The FTC Begins Enforcement of the Identity Theft Red Flags Rule Imposing New Requirements on Many Businesses

April 27, 2009

On May 1, 2009, the U.S. Federal Trade Commission (FTC) begins enforcement of the Red Flags Rule, requiring many businesses to develop, implement, and administer an Identity Theft Prevention Program that is designed to detect the warnings signs (or “red flags”) of identity theft, as well as to prevent and mitigate it.

The rule is broad sweeping, affecting not just financial companies, but also many telecommunications, utility, auto, retail and healthcare companies — including physician practices. The necessary steps for compliance will vary on the size and nature of the business, as well as existing data protection policies, but failure to comply may result in civil monetary penalties.

Who is Covered?

Every “financial institution” and “creditor” that offers or maintains one or more “covered accounts” must comply with the Red Flags Rule.

The term “financial institution” is defined as a state or national bank, a state or federal savings and loan association, a mutual savings bank, a state or federal credit union, or any other person that, directly or indirectly, holds a transaction account belonging to a consumer. Those types of entities generally fall under the jurisdiction of the federal bank regulatory agencies.

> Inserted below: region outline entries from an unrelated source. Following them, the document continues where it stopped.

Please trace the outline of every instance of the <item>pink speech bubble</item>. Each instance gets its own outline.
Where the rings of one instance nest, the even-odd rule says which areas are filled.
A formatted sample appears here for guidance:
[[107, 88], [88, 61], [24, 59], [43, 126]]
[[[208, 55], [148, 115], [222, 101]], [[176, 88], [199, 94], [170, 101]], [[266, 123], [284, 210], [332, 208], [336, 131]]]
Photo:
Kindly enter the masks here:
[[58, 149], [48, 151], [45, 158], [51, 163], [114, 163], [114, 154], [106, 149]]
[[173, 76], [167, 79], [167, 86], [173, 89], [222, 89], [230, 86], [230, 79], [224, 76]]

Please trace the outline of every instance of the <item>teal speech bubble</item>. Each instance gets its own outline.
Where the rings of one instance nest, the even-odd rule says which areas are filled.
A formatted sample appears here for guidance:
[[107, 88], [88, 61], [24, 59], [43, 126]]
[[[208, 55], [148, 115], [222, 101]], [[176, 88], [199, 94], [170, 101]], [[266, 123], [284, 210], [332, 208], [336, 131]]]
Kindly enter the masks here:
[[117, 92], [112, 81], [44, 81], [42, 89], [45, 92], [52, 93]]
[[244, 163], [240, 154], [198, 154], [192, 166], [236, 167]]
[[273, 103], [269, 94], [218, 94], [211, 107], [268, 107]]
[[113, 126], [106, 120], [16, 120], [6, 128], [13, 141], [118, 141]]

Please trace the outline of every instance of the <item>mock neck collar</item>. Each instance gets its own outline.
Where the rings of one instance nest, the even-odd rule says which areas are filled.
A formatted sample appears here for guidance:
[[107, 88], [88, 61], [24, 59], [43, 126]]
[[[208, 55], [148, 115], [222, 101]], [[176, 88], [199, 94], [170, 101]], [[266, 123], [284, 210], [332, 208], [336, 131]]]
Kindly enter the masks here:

The term “creditor” is broader than its common usage. Aside from covering businesses that grant loans and extend credit, such as finance companies and retailers that offer financing for consumers, the term “creditor” covers businesses and organizations that provide goods or services and bill customers later, such as health care providers, utility companies, and telecommunications companies. The FTC regulates these businesses for compliance with the Red Flags Rule.

If any of these businesses offer or maintain one or more “covered accounts,” then they must comply with the Red Flags Rule. There are two types of covered accounts. The first kind is an account primarily for personal, family, household or business purposes that is designed to permit multiple payments over time, such as a bank account, credit card account, mortgage loan, automobile loan, cell phone account or utility account. The second kind of covered account is any other account for which there is a reasonably foreseeable risk to customers or to the safety and soundness of the business from identity theft. Examples include small business and sole proprietorship accounts or certain single transaction consumer accounts.

What is Required of Businesses?

Businesses subject to the Red Flags Rule must develop and implement a written Identity Theft Prevention Program (the “Program”) that is designed to detect, prevent and mitigate identity theft in connection with the opening of a covered account or any existing covered account. The Program must be appropriate to the size and complexity of the financial institution or creditor and the nature and scope of its activities.

Every Program must include reasonable policies and procedures related to four elements: (1) the identification of red flags, (2) the detection of red flags, (3) the response to red flags that are detected, and (4) the periodic update of the Program. The FTC and the other federal bank regulatory agencies charged with enforcing the Red Flags Rule have issued guidelines to assist businesses in developing and implementing a Program.

How is the Red Flags Rule Related to the Safeguards Rule and to Anti-Money Laundering Requirements?

While the FTC’s Safeguards Rule (and other information security laws) and the anti-money laundering regulations largely require certain businesses to take actions in response to consumer transactions that have already occurred, the Red Flags Rule addresses consumer transactions at the front end and attempts to thwart identity theft at the time of the transaction.